# Given that $\sec \theta = k,\,|k| \ge 1$, express the following in terms of $k$

$\sec \theta = k,\,|k| \ge 1$ and that $\theta$ is obtuse, express in terms of $k$:

(1) $\cos \theta$

(2) ${\tan ^2}\theta$

(3) $\cot \theta$

(4) $\csc \theta$

My attempt:

(1) $\cos \theta = \dfrac{1}{k}$

(2) ${\tan ^2}\theta = {k^2} - 1$

(3) $\dfrac{-1}{\sqrt{k^2 - 1}}$

(4) $\csc \theta = \dfrac{k}{\sqrt{k^2 - 1}}$

My answers to (1) and (4) are wrong, can anyone tell me why this is? Isn't cosine meant to be negative if the angle lies in the second quadrant (i.e. obtuse)?
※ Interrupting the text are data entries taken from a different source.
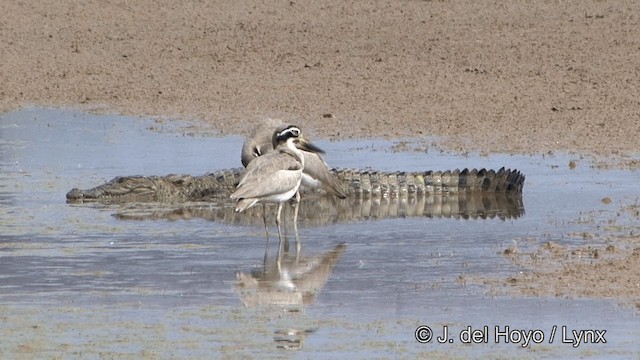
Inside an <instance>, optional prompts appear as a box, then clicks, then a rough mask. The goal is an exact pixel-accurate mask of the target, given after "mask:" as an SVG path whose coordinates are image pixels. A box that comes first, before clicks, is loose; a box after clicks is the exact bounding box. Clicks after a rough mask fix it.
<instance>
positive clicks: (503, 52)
mask: <svg viewBox="0 0 640 360" xmlns="http://www.w3.org/2000/svg"><path fill="white" fill-rule="evenodd" d="M0 11H1V12H2V13H3V14H4V16H3V19H2V22H1V23H0V38H1V39H2V42H0V59H2V66H1V67H0V84H2V85H1V87H0V110H2V111H7V110H11V109H16V108H19V107H21V106H25V105H29V104H35V105H43V106H54V107H73V108H81V109H86V110H91V111H101V112H117V113H124V114H132V115H144V116H153V117H159V118H163V119H186V120H193V124H194V128H196V129H214V130H215V131H217V132H219V133H220V134H237V133H240V134H242V133H245V132H246V131H248V129H247V126H248V124H249V123H250V122H253V121H255V120H256V119H261V118H265V117H281V118H283V119H285V120H289V121H291V122H296V123H298V124H299V125H301V126H303V127H304V128H305V129H308V130H309V132H310V133H311V134H312V135H313V136H314V137H324V138H332V139H345V138H352V137H387V138H394V139H402V138H405V137H425V136H427V135H435V136H439V137H442V139H443V141H442V142H441V143H440V144H439V146H441V147H443V148H445V149H448V150H454V151H458V152H468V151H478V152H481V153H493V152H506V153H538V154H539V153H547V152H550V151H571V152H576V153H579V154H584V155H599V156H600V157H599V158H601V159H602V156H604V157H607V161H609V162H608V163H606V164H612V163H613V164H615V165H616V166H620V165H622V166H631V167H637V166H638V165H639V164H638V162H637V161H636V160H633V159H632V158H629V156H630V155H637V153H638V150H639V146H638V135H639V134H640V83H639V82H640V3H638V2H637V1H635V0H626V1H624V0H623V1H601V0H586V1H551V0H549V1H544V0H537V1H511V2H502V1H475V0H473V1H472V0H467V1H378V2H364V1H357V2H344V1H302V0H295V1H281V2H272V1H265V2H262V3H260V2H254V1H236V0H234V1H228V2H216V3H215V4H213V3H211V2H192V1H189V2H178V1H151V0H136V1H127V0H113V1H102V0H93V1H92V0H89V1H82V2H78V1H72V0H60V1H47V2H32V1H17V0H4V1H2V2H0ZM608 157H612V158H608ZM622 240H624V239H621V241H622ZM635 240H637V237H636V238H635ZM635 242H636V243H637V241H635ZM633 243H634V242H633V241H627V242H626V244H633ZM578 250H579V249H578ZM539 251H542V252H544V251H548V252H549V251H550V252H551V253H552V256H547V257H545V258H546V259H548V261H536V262H532V263H531V264H529V265H528V266H530V268H531V269H532V272H531V273H530V274H529V275H526V276H523V277H520V278H510V279H503V280H499V281H498V283H499V284H509V286H508V287H509V288H512V289H515V290H514V291H516V293H521V294H524V295H526V296H529V295H535V296H588V297H616V298H626V299H631V300H632V301H635V302H640V291H639V290H638V288H639V286H640V285H638V284H640V261H638V254H639V251H640V250H638V249H636V250H634V249H633V246H632V245H630V246H629V248H628V251H627V252H628V253H627V254H626V255H624V254H623V255H621V254H620V252H621V251H623V250H616V251H612V252H611V251H610V252H611V253H614V254H617V256H616V257H614V258H613V259H609V257H606V256H603V257H597V258H593V257H592V260H593V261H590V262H588V263H580V264H576V263H575V262H572V260H571V259H573V258H574V256H572V252H574V251H577V250H576V249H564V248H560V247H555V248H554V247H553V246H552V245H550V246H549V248H548V249H547V248H543V249H539ZM600 253H602V254H606V253H607V250H606V249H604V250H602V249H601V251H600ZM563 254H564V255H563ZM508 256H511V257H512V255H508ZM527 256H530V257H531V256H532V255H531V254H528V255H527ZM515 258H516V259H517V258H519V257H518V256H516V257H515ZM532 258H535V256H533V257H532ZM601 258H604V259H601ZM514 261H518V260H514ZM550 263H553V264H559V267H558V268H554V269H552V270H549V264H550ZM584 274H589V276H585V275H584ZM514 279H515V280H514ZM487 282H489V283H491V281H489V280H487ZM616 283H617V285H616ZM492 284H493V285H496V283H495V282H494V283H492ZM519 284H522V285H521V286H519ZM549 284H550V285H549ZM568 284H573V285H574V286H568ZM611 284H614V285H611ZM620 284H624V286H619V285H620ZM532 289H533V290H532ZM536 289H537V290H536ZM545 289H546V290H545Z"/></svg>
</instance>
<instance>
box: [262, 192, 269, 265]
mask: <svg viewBox="0 0 640 360" xmlns="http://www.w3.org/2000/svg"><path fill="white" fill-rule="evenodd" d="M266 207H267V206H266V205H265V204H262V219H263V220H264V231H265V232H266V233H267V245H266V247H265V249H264V261H263V263H264V266H266V265H267V258H268V257H269V227H268V226H267V208H266Z"/></svg>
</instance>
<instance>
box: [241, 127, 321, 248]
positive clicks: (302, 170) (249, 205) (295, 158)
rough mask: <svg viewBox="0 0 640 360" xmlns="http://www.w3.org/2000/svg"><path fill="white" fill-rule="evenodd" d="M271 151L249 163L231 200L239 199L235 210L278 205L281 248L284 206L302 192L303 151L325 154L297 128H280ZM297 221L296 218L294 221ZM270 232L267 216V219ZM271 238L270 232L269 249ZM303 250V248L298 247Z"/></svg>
mask: <svg viewBox="0 0 640 360" xmlns="http://www.w3.org/2000/svg"><path fill="white" fill-rule="evenodd" d="M271 143H272V145H271V147H272V148H273V150H270V151H268V152H266V153H264V154H261V155H259V156H257V157H256V158H254V159H252V160H251V161H250V162H248V164H247V167H246V169H245V173H244V174H243V175H242V178H241V179H240V182H239V183H238V186H237V187H236V190H235V191H234V192H233V194H231V196H230V197H231V199H235V200H238V203H237V204H236V208H235V211H236V212H242V211H245V210H247V209H249V208H251V207H252V206H254V205H256V204H263V206H264V204H267V203H275V204H277V205H278V210H277V213H276V225H277V228H278V238H279V247H281V246H282V232H281V229H280V214H281V212H282V204H283V203H284V202H286V201H288V200H290V199H292V198H293V197H296V200H297V201H298V202H299V196H300V195H299V193H298V189H299V188H300V184H301V183H302V172H303V169H304V166H305V156H304V155H303V151H306V152H309V153H324V152H323V151H322V149H320V148H319V147H317V146H316V145H314V144H312V143H311V142H309V141H308V140H307V139H305V138H304V137H303V136H302V131H301V130H300V127H298V126H296V125H279V126H277V127H276V128H275V130H274V131H273V135H272V139H271ZM294 221H295V219H294ZM264 222H265V229H267V220H266V216H265V217H264ZM268 241H269V235H268V231H267V246H268ZM298 248H299V245H298Z"/></svg>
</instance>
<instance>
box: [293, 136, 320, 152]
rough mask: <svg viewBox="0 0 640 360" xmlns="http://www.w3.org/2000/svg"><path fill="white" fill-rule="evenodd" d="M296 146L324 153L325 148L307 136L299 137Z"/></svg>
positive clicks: (310, 150) (314, 151) (315, 151)
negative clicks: (320, 148)
mask: <svg viewBox="0 0 640 360" xmlns="http://www.w3.org/2000/svg"><path fill="white" fill-rule="evenodd" d="M296 147H297V148H298V149H300V150H304V151H309V152H314V153H320V154H324V150H322V149H320V148H319V147H317V146H315V145H314V144H313V143H311V142H310V141H309V140H307V139H305V138H298V140H297V141H296Z"/></svg>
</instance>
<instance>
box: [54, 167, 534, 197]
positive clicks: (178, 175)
mask: <svg viewBox="0 0 640 360" xmlns="http://www.w3.org/2000/svg"><path fill="white" fill-rule="evenodd" d="M243 172H244V168H235V169H225V170H219V171H215V172H212V173H207V174H204V175H200V176H191V175H176V174H170V175H167V176H118V177H116V178H114V179H112V180H111V181H109V182H107V183H105V184H103V185H99V186H96V187H94V188H91V189H84V190H82V189H77V188H74V189H72V190H70V191H69V192H68V193H67V195H66V197H67V202H69V203H78V202H102V203H126V202H189V201H190V202H194V201H195V202H198V201H217V200H219V199H228V198H229V196H230V195H231V193H232V192H233V191H234V190H235V188H236V186H237V184H238V182H239V180H240V177H241V176H242V174H243ZM331 172H332V173H333V175H334V176H335V177H336V178H337V179H338V181H339V182H340V183H341V184H342V186H343V190H344V191H345V194H346V195H347V196H348V197H374V198H375V197H416V196H424V195H429V194H457V193H468V192H482V193H501V194H507V195H515V196H522V188H523V186H524V179H525V177H524V175H523V174H522V173H520V172H519V171H518V170H510V169H505V168H504V167H503V168H501V169H499V170H498V171H495V170H486V169H480V170H476V169H472V170H469V169H464V170H458V169H456V170H453V171H451V170H447V171H424V172H383V171H375V170H354V169H332V170H331ZM312 191H316V192H317V191H322V190H312ZM302 194H303V195H304V191H303V192H302Z"/></svg>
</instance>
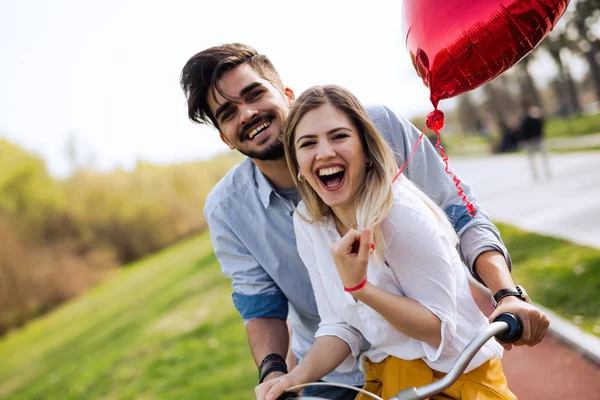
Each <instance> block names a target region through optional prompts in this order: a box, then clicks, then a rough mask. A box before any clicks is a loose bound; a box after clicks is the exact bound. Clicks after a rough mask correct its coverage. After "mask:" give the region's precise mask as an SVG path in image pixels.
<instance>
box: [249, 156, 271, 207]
mask: <svg viewBox="0 0 600 400" xmlns="http://www.w3.org/2000/svg"><path fill="white" fill-rule="evenodd" d="M252 165H253V168H254V181H255V182H256V187H257V188H258V196H259V198H260V201H261V203H262V204H263V206H264V207H265V208H267V207H268V206H269V204H270V203H271V194H273V193H274V192H275V189H273V185H271V182H269V180H268V179H267V177H266V176H265V175H264V174H263V173H262V172H261V171H260V169H258V167H257V166H256V164H254V163H252Z"/></svg>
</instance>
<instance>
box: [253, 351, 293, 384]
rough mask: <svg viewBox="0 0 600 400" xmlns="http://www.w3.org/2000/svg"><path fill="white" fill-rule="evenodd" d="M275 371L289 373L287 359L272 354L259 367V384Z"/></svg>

And shouldn't sine (and therefore csc) be positive in the obtuse angle range?

Thanks

• – Amzoti Jun 3 '13 at 12:43
• Oh sorry, I didnt notice I had asked this before, thank you! – seeker Jun 3 '13 at 14:22

## 1 Answer

Your answer to (1) is correct: the cosine is the reciprocal of the secant. So are your answers to (2) and (3).

The cosecant should be positive in the second quadrant; therefore the answer is $$\csc\theta= \frac{-k}{\sqrt{k^2-1}},$$ which is positive, since $k$ is negative.